Untuk itu, koalisi meminta DPR membatalkan pembahasannya dan meminat Presiden Jokowi tak mengirim utusannya untuk membahas revisi UU MK.
Berikut poin-poin yang hendak diubah dalam draf revisi UU MK:
1. Pasal 4. Di pasal ini yang diubah adalah pada ayat (3) di mana masa jabatan hakim MK yang semula 2 tahun 6 bulan menjadi 5 tahun. Selain itu ada ayat 4f, ayat 4g, dan 4h dihapus.
2. Pasal 7A ayat (1) mengenai kepaniteraan. Di pasal ini yang diubah adalah adanya penjelasan lebih detail mengenai masa pensiun panitera yakni berumur 62 tahun.

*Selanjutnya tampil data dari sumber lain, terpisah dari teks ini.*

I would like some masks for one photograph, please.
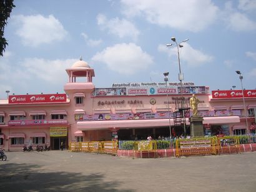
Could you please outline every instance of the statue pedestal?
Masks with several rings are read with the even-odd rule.
[[[200,116],[192,116],[189,118],[190,123],[190,136],[204,137],[204,118]]]

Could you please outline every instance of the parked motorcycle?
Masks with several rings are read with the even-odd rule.
[[[0,151],[0,158],[2,159],[2,161],[6,161],[7,156],[4,154],[4,150],[1,150]]]
[[[47,146],[46,144],[44,145],[44,151],[49,151],[50,150],[50,146]]]
[[[36,150],[37,152],[42,151],[43,150],[44,150],[44,148],[42,148],[42,146],[39,146],[39,145],[37,145],[37,146],[36,146]]]
[[[33,148],[32,147],[32,145],[29,145],[29,146],[26,146],[26,145],[24,146],[23,146],[22,147],[23,149],[23,152],[24,151],[33,151]]]
[[[27,145],[24,145],[22,146],[22,150],[23,150],[23,152],[27,151]]]

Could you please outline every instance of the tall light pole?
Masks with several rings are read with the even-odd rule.
[[[6,90],[6,93],[7,94],[7,99],[8,99],[8,95],[9,95],[9,92],[10,92],[10,91],[9,90]]]
[[[169,128],[170,131],[170,148],[172,148],[172,129],[170,128],[170,105],[169,103],[169,97],[168,97],[168,90],[167,90],[167,82],[168,82],[168,75],[169,72],[164,73],[164,81],[165,82],[166,85],[166,97],[167,100],[167,107],[168,107],[168,113],[169,113]]]
[[[243,82],[242,82],[242,79],[243,79],[243,76],[242,75],[242,73],[240,70],[236,70],[235,72],[239,75],[239,79],[241,81],[241,87],[242,87],[242,96],[243,97],[243,102],[244,102],[244,112],[245,112],[245,122],[246,122],[246,130],[247,132],[247,134],[250,133],[250,131],[249,131],[249,128],[248,127],[248,121],[247,121],[247,112],[246,111],[246,108],[245,108],[245,102],[244,100],[244,88],[243,88]]]
[[[180,42],[179,44],[177,43],[176,38],[175,37],[171,37],[170,39],[175,43],[176,47],[177,47],[177,50],[178,52],[178,62],[179,62],[179,72],[180,72],[179,74],[179,80],[180,81],[180,93],[181,93],[181,108],[182,110],[182,117],[184,117],[185,114],[184,114],[184,111],[183,110],[184,107],[183,107],[182,80],[184,80],[184,74],[181,73],[180,52],[179,52],[179,48],[183,47],[183,46],[181,45],[181,43],[188,41],[189,39],[186,39],[182,41],[182,42]],[[172,44],[166,45],[166,46],[167,46],[167,47],[170,47],[172,46]],[[184,134],[185,134],[186,133],[186,127],[185,127],[185,123],[183,123],[183,124],[184,124]]]

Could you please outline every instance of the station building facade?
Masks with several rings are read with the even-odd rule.
[[[24,145],[62,142],[145,139],[189,135],[189,105],[184,123],[175,125],[179,99],[199,99],[205,135],[255,133],[256,90],[214,90],[193,82],[114,84],[96,88],[94,70],[83,60],[67,69],[65,94],[11,95],[0,100],[0,146],[20,151]],[[243,102],[243,95],[245,105]]]

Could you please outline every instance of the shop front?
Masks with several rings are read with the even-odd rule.
[[[51,148],[59,150],[61,148],[68,148],[67,128],[66,127],[50,127]]]

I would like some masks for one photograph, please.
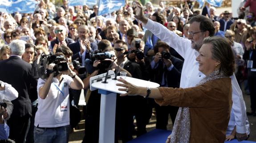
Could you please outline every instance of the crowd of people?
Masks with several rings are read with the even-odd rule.
[[[194,0],[181,7],[127,0],[102,15],[98,5],[62,2],[41,0],[33,14],[0,12],[0,102],[7,104],[0,108],[0,142],[67,143],[84,118],[83,143],[98,143],[101,95],[89,81],[109,69],[160,86],[118,79],[127,93],[117,97],[115,142],[146,133],[153,110],[156,128],[167,130],[171,117],[167,143],[249,137],[247,116],[256,116],[254,0],[241,2],[237,18],[228,11],[217,15],[207,3],[194,11]]]

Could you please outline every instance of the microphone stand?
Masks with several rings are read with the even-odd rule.
[[[129,52],[128,52],[128,51],[125,52],[123,54],[121,54],[121,55],[120,55],[120,56],[116,58],[115,58],[115,59],[113,61],[113,62],[111,62],[111,63],[110,64],[110,66],[109,66],[109,67],[108,68],[108,70],[107,71],[107,73],[106,74],[106,76],[105,77],[105,79],[104,79],[104,81],[102,81],[102,83],[108,83],[107,81],[107,79],[108,79],[108,76],[109,76],[109,71],[110,70],[110,68],[111,67],[111,65],[113,64],[113,63],[118,59],[118,58],[121,57],[122,56],[123,56],[124,55],[127,54],[129,54]],[[118,65],[118,67],[119,67],[119,65]],[[115,77],[116,77],[116,76],[115,76]],[[116,78],[116,77],[115,77],[115,78]]]

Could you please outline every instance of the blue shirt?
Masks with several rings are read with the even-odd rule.
[[[9,126],[5,123],[0,124],[0,139],[6,139],[9,137]]]

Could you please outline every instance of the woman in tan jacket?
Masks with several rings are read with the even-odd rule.
[[[208,37],[196,58],[206,76],[186,89],[135,86],[124,79],[117,85],[126,93],[156,99],[161,106],[180,107],[167,143],[223,143],[232,105],[231,79],[234,56],[226,39]]]

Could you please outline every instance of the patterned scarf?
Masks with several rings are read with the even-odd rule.
[[[196,86],[215,79],[226,78],[219,71],[214,71],[203,78]],[[190,113],[189,108],[180,107],[178,111],[171,133],[171,143],[189,143],[190,139]]]

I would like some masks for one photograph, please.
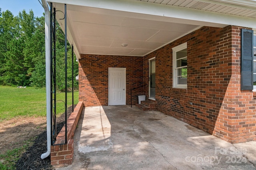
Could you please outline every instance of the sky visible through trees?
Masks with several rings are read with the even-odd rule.
[[[57,24],[56,78],[57,88],[64,88],[64,35]],[[71,87],[72,50],[68,47],[68,84]],[[35,17],[32,10],[14,16],[0,8],[0,85],[45,86],[44,18]],[[78,63],[74,57],[74,76]],[[75,80],[75,78],[73,78]],[[78,83],[74,81],[75,87]]]

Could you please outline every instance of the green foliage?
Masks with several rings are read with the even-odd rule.
[[[0,86],[0,122],[17,116],[45,116],[46,115],[46,92],[45,88],[34,87],[17,88]],[[78,92],[74,92],[74,103],[78,101]],[[72,93],[68,93],[67,106],[72,105]],[[56,95],[58,100],[57,113],[64,112],[65,93]]]
[[[24,10],[14,16],[0,8],[0,84],[10,86],[45,86],[44,18],[35,18],[32,10]],[[64,89],[64,35],[57,23],[56,68],[58,89]],[[72,53],[68,46],[68,86],[71,87]],[[78,88],[75,76],[78,63],[74,57],[74,87]]]

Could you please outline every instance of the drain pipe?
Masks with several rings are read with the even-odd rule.
[[[50,10],[46,0],[42,0],[44,8],[44,29],[45,31],[45,70],[46,92],[46,125],[47,133],[47,151],[41,155],[41,158],[44,159],[51,153],[51,74],[50,74]]]

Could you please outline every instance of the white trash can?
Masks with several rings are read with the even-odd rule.
[[[138,99],[139,101],[139,104],[140,104],[141,101],[144,101],[146,100],[146,96],[139,95],[138,96]]]

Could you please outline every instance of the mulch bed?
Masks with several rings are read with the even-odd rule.
[[[74,108],[76,105],[74,106]],[[67,111],[68,118],[72,113],[72,106]],[[65,125],[65,113],[57,119],[57,132],[58,133]],[[17,170],[54,170],[51,165],[50,156],[42,160],[41,155],[47,150],[46,131],[39,135],[34,141],[34,145],[30,147],[19,159],[16,164]]]

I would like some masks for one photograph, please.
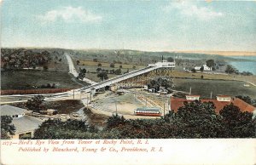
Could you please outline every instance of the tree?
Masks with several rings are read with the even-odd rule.
[[[225,72],[229,73],[229,74],[237,73],[238,70],[236,69],[235,67],[233,67],[232,65],[228,65],[227,67],[226,67]]]
[[[44,110],[44,97],[43,95],[35,95],[26,101],[26,106],[31,111],[39,112]]]
[[[239,107],[231,103],[225,105],[219,114],[223,117],[226,138],[255,137],[256,119],[253,119],[253,113],[241,112]]]
[[[219,115],[216,114],[212,102],[195,100],[166,115],[165,120],[172,125],[176,138],[220,138],[224,127]]]
[[[48,70],[48,65],[45,65],[43,66],[43,68],[44,68],[44,71],[47,71]]]
[[[174,60],[173,60],[172,57],[168,57],[168,58],[167,58],[167,61],[168,61],[168,62],[173,62]]]
[[[122,74],[121,69],[117,69],[117,70],[115,70],[115,71],[114,71],[114,74],[116,74],[116,75],[120,75],[120,74]]]
[[[97,74],[97,77],[99,77],[102,81],[108,79],[108,74],[105,71],[99,72]]]
[[[9,139],[9,135],[14,135],[15,127],[12,124],[13,118],[9,116],[1,116],[1,139]]]
[[[80,64],[80,60],[77,60],[77,65],[79,65]]]
[[[98,68],[96,69],[96,71],[97,71],[97,72],[100,72],[101,71],[102,71],[102,68],[99,68],[99,67],[98,67]]]
[[[207,66],[211,67],[212,70],[214,70],[214,67],[215,67],[214,60],[207,60]]]
[[[244,102],[248,103],[249,105],[252,105],[252,99],[249,96],[242,96],[242,95],[237,95],[236,96],[238,99],[241,99],[241,100],[243,100]]]
[[[110,67],[113,67],[113,67],[114,67],[114,64],[113,64],[113,63],[111,63],[111,64],[110,64]]]
[[[203,71],[204,71],[204,66],[201,66],[201,67],[200,68],[200,71],[201,71],[201,72],[203,72]]]
[[[83,80],[85,77],[85,73],[86,73],[86,69],[81,69],[79,68],[79,76],[77,77],[78,79]]]

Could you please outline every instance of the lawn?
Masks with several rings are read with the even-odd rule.
[[[58,110],[59,114],[69,114],[77,112],[84,105],[78,100],[67,100],[59,101],[45,101],[44,103],[45,109]]]
[[[33,86],[55,84],[56,88],[80,88],[72,80],[73,77],[67,72],[62,71],[2,71],[1,89],[34,89]],[[87,85],[87,83],[79,82]]]
[[[243,82],[228,80],[205,80],[174,78],[176,90],[189,92],[192,88],[192,94],[200,94],[202,98],[210,98],[212,91],[212,97],[218,94],[228,94],[231,96],[247,95],[256,99],[256,87],[244,87]]]
[[[108,63],[108,62],[95,62],[95,61],[91,61],[91,60],[80,60],[80,63],[79,65],[98,66],[98,64],[102,64],[102,67],[110,67],[110,63]],[[119,65],[122,65],[122,68],[124,68],[124,69],[132,69],[134,66],[135,66],[135,69],[141,69],[141,68],[145,67],[145,65],[141,65],[114,64],[114,68],[119,68]]]

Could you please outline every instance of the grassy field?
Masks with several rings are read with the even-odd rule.
[[[204,79],[174,79],[176,90],[189,92],[192,88],[192,94],[200,94],[202,98],[210,98],[212,91],[212,97],[218,94],[228,94],[231,96],[248,95],[256,99],[256,87],[244,87],[243,82],[224,81],[224,80],[204,80]]]
[[[76,112],[84,106],[83,103],[78,100],[45,101],[44,105],[46,109],[58,110],[58,114]]]
[[[87,85],[85,82],[81,82]],[[80,88],[72,80],[67,72],[60,71],[3,71],[1,73],[1,89],[34,89],[32,86],[55,84],[56,88]]]
[[[95,62],[91,60],[80,60],[79,65],[86,65],[86,66],[98,66],[98,64],[102,64],[102,66],[99,67],[110,67],[110,64],[108,62]],[[141,69],[145,67],[145,65],[131,65],[131,64],[114,64],[114,68],[119,68],[119,65],[122,65],[122,68],[124,69],[133,69],[135,66],[135,69]],[[113,68],[112,68],[113,69]]]

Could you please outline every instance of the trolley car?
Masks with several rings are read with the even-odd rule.
[[[142,107],[136,109],[134,114],[137,116],[160,117],[161,111],[157,107]]]

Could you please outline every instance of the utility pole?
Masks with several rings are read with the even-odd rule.
[[[74,100],[74,85],[73,85],[73,99]]]
[[[164,117],[166,116],[166,103],[164,103]]]
[[[117,105],[116,105],[116,101],[114,103],[115,103],[115,115],[117,116]]]
[[[191,87],[190,87],[190,89],[189,89],[189,95],[191,95]]]
[[[88,98],[88,94],[87,94],[87,110],[88,110],[88,99],[89,99],[89,98]]]

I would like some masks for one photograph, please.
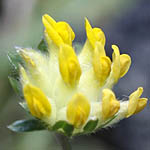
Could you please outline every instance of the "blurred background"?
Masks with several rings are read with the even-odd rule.
[[[150,1],[149,0],[0,0],[0,150],[59,150],[61,146],[48,131],[14,133],[6,126],[27,118],[19,98],[8,82],[8,52],[14,46],[36,47],[43,34],[41,17],[48,13],[67,21],[76,33],[75,42],[86,40],[84,17],[101,27],[107,38],[107,54],[117,44],[129,53],[132,66],[114,90],[117,97],[129,95],[143,86],[150,97]],[[75,137],[73,150],[149,150],[150,108],[125,119],[113,128],[88,136]]]

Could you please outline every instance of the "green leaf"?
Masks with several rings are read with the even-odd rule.
[[[13,87],[14,91],[22,96],[22,86],[21,86],[21,83],[17,80],[17,79],[14,79],[13,77],[8,77],[9,79],[9,82],[11,84],[11,86]]]
[[[96,128],[97,123],[98,120],[90,120],[88,121],[88,123],[86,124],[83,130],[87,133],[92,132]]]
[[[56,124],[52,127],[52,130],[54,131],[60,131],[60,129],[63,129],[64,134],[66,136],[71,136],[73,132],[73,125],[67,123],[66,121],[58,121]]]
[[[38,45],[37,48],[38,48],[40,51],[42,51],[42,52],[47,52],[47,51],[48,51],[48,50],[47,50],[47,44],[46,44],[44,38],[40,41],[40,43],[39,43],[39,45]]]
[[[37,119],[30,119],[30,120],[18,120],[13,124],[9,125],[8,128],[14,132],[29,132],[29,131],[44,130],[46,129],[46,126]]]

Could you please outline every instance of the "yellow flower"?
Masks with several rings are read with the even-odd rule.
[[[113,86],[129,70],[131,58],[112,45],[112,60],[105,52],[105,35],[85,19],[87,40],[79,55],[72,46],[75,34],[66,22],[42,17],[49,54],[19,49],[24,60],[20,81],[30,113],[50,127],[59,121],[73,126],[72,135],[111,126],[144,109],[139,87],[129,101],[119,101]],[[55,126],[56,127],[56,126]],[[93,127],[93,126],[92,126]]]

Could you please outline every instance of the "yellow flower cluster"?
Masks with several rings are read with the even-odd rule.
[[[77,56],[72,46],[75,34],[66,22],[42,17],[49,54],[33,49],[19,49],[25,68],[20,66],[24,98],[30,113],[49,126],[65,120],[80,133],[90,120],[98,120],[96,128],[115,116],[113,123],[141,111],[147,104],[140,98],[139,87],[129,101],[119,101],[113,85],[129,70],[131,58],[112,45],[112,60],[105,52],[105,35],[92,28],[85,19],[87,40]],[[112,122],[108,123],[110,126]]]

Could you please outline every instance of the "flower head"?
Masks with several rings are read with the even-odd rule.
[[[111,60],[100,28],[92,28],[85,19],[87,40],[77,55],[72,46],[75,34],[68,23],[56,22],[47,14],[42,21],[48,53],[18,48],[24,61],[19,81],[29,112],[46,128],[69,136],[90,133],[145,107],[142,87],[130,94],[129,101],[118,100],[112,91],[128,72],[131,58],[112,45]]]

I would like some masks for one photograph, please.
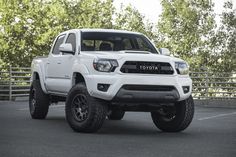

3. Pasal 15 ayat (2d) tentang batas usia minimal hakim MK. Semua disebutkan batas usia hakim MK adalah 47 tahun dan tertinggi 65 tahun. Sementara dalam draf disebutkan batasan usia naik jadi paling rendah 60 tahun.
Lalu pasal 15 ayat (2h) yang masih mengatur soal syarat hakim MK, di pasal ini dihapus adanya syarat calon hakim pernah menjadi pejabat negara. Sehingga syaratnya hanya satu yakni berpengalaman di bidang hukum selama 15 tahun.
4. Pasal 22 dihapus. Pasal ini sebelumnya membahas mengenai masa jabatan hakim MK.
5. Pasal 23 ayat (1d) soal pemberhentian dari jabatan hakim konstitusi dihapuskan.
6. Pasal 26 ayat (1b) juga dihapuskan. Lalu pasal 26 ayat (5) juga dihapuskan.
7. Pasal 27A ayat (2c, 2d, dan 2e) tentang penegakan kode etik dihapuskan.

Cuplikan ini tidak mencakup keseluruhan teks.